Radiological cues, such as the ‘ear of the lynx’ sign, thinning of the corpus callosum, cerebellar atrophy, high signal along the corticospinal tracts, and optic nerve hypoplasia have limited specificity to HSP genotypes.
The practical relevance of robust, prospective computational imaging studies stems from their ability to ascertain HSP-specific imaging signatures, the prospect of expediting the diagnosis, and the development of viable monitoring markers for both clinical care and future pharmaceutical trials.
A wide range of quantitative gray and white matter techniques have been recently applied to HSP cohorts including cortical thickness measurements, morphometric approaches, cortical and subcortical volumetry, spinal cord protocols, tractography, spectroscopy, PET, and SPECT.
Stereotyped shortcomings of existing imaging studies include the evaluation of genetically unconfirmed or genetically admixed cohorts, limited sample sizes, unimodal imaging approaches, and a limited clinical battery often exclusively focusing on the motor aspects of the condition.

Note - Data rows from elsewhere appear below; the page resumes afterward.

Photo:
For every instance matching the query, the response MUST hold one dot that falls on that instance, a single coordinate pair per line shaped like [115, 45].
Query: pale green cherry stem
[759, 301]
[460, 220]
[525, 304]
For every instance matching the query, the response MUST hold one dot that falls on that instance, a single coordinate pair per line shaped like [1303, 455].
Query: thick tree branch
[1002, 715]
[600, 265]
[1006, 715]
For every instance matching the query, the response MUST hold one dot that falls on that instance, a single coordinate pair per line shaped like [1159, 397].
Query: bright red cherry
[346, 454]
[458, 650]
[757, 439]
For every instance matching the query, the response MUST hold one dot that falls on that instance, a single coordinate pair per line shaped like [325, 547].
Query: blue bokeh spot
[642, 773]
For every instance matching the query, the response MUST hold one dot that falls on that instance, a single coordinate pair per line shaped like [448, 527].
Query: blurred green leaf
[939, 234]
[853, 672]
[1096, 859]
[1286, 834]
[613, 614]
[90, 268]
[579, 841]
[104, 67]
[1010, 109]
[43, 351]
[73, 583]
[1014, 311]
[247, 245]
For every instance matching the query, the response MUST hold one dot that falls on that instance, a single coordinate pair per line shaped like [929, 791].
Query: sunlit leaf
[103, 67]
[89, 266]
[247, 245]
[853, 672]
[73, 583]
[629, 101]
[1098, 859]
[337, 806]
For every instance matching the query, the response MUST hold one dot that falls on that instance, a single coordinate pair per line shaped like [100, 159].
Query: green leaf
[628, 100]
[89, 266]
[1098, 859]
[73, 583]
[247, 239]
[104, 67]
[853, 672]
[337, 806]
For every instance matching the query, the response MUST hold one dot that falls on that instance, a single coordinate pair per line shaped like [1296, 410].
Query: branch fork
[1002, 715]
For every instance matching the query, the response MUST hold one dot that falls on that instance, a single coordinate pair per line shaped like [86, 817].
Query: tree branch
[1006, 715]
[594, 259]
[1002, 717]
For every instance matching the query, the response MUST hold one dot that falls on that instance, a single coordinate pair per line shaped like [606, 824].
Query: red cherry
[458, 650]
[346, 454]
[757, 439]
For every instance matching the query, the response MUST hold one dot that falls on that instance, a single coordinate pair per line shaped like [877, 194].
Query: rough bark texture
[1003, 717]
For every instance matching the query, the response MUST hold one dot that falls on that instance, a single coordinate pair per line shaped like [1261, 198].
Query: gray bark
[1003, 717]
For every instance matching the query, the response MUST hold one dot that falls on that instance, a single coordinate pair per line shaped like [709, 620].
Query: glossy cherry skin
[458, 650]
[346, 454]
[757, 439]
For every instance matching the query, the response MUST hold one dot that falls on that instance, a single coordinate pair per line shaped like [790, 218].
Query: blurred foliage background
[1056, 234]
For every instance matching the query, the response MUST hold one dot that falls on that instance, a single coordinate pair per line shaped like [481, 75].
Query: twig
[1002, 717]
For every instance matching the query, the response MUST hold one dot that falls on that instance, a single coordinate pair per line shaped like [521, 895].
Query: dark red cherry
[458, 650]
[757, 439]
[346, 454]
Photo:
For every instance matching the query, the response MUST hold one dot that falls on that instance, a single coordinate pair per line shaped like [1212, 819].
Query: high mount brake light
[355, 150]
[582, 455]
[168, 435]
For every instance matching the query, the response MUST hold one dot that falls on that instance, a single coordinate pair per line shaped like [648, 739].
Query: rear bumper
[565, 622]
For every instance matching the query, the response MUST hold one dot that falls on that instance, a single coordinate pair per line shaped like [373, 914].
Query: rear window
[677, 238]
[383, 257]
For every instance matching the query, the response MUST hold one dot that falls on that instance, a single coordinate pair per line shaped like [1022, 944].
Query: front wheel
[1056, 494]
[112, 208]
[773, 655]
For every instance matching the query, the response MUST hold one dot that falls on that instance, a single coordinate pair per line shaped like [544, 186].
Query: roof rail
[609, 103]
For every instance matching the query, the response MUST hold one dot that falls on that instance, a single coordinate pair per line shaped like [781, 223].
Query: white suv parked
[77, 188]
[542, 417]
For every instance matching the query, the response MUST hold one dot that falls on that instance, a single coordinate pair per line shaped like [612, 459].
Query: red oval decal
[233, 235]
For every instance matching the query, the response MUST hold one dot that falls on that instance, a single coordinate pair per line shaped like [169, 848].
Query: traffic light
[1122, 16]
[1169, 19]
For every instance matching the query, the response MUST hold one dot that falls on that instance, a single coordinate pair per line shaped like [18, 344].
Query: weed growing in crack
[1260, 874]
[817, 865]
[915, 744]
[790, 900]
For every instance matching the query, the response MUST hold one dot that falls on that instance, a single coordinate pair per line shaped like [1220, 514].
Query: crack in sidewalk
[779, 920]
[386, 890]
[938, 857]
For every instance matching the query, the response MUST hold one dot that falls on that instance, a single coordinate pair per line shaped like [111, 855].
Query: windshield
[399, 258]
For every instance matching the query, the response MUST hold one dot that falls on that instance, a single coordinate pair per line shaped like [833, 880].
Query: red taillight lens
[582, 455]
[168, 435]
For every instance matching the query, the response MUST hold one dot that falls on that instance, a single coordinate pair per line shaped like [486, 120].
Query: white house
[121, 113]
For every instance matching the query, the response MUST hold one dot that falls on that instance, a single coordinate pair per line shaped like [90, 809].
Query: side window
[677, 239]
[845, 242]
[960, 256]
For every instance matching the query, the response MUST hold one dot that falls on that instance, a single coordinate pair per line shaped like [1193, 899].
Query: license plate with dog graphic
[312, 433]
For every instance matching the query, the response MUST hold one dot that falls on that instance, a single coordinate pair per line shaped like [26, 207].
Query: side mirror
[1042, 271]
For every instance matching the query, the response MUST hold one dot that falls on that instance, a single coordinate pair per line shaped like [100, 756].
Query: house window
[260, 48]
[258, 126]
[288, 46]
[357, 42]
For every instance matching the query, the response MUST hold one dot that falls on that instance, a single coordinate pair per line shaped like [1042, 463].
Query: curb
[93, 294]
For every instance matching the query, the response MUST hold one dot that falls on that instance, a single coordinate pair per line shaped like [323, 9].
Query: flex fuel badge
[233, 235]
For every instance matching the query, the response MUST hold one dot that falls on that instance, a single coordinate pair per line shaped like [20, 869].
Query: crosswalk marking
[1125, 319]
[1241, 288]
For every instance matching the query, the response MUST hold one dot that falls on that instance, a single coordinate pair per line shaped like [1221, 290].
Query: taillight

Collaborative initiatives with harmonized protocols may overcome sample limitations; comprehensive clinical profiling with motor, extrapyramidal, cerebellar, cognitive, and behavioral assessments would permit systematic clinico-radiological correlations, and multi-timepoint longitudinal study designs will allow the nuanced characterization of anatomical propagation patterns.
Declaration of Interest
Professor Bede is sponsored by the Spastic Paraplegia Foundation (SPF). The authors are also supported by the Health Research Board (HRB EIA-2017-019 & JPND-Cofund-2-2019-1), the Irish Institute of Clinical Neuroscience (IICN), the EU Joint Programme – Neurodegenerative Disease Research (JPND), the Andrew Lydon scholarship, and the Iris O’Brien Foundation.
The sponsors had no bearing on the opinions expressed herein. The authors have no other relevant affiliations or financial involvement with any organization or entity with a financial interest in or financial conflict with the subject matter or materials discussed in the manuscript apart from those disclosed.
Reviewers disclosure
Peer reviewers on this manuscript have no relevant financial relationships or otherwise to disclose.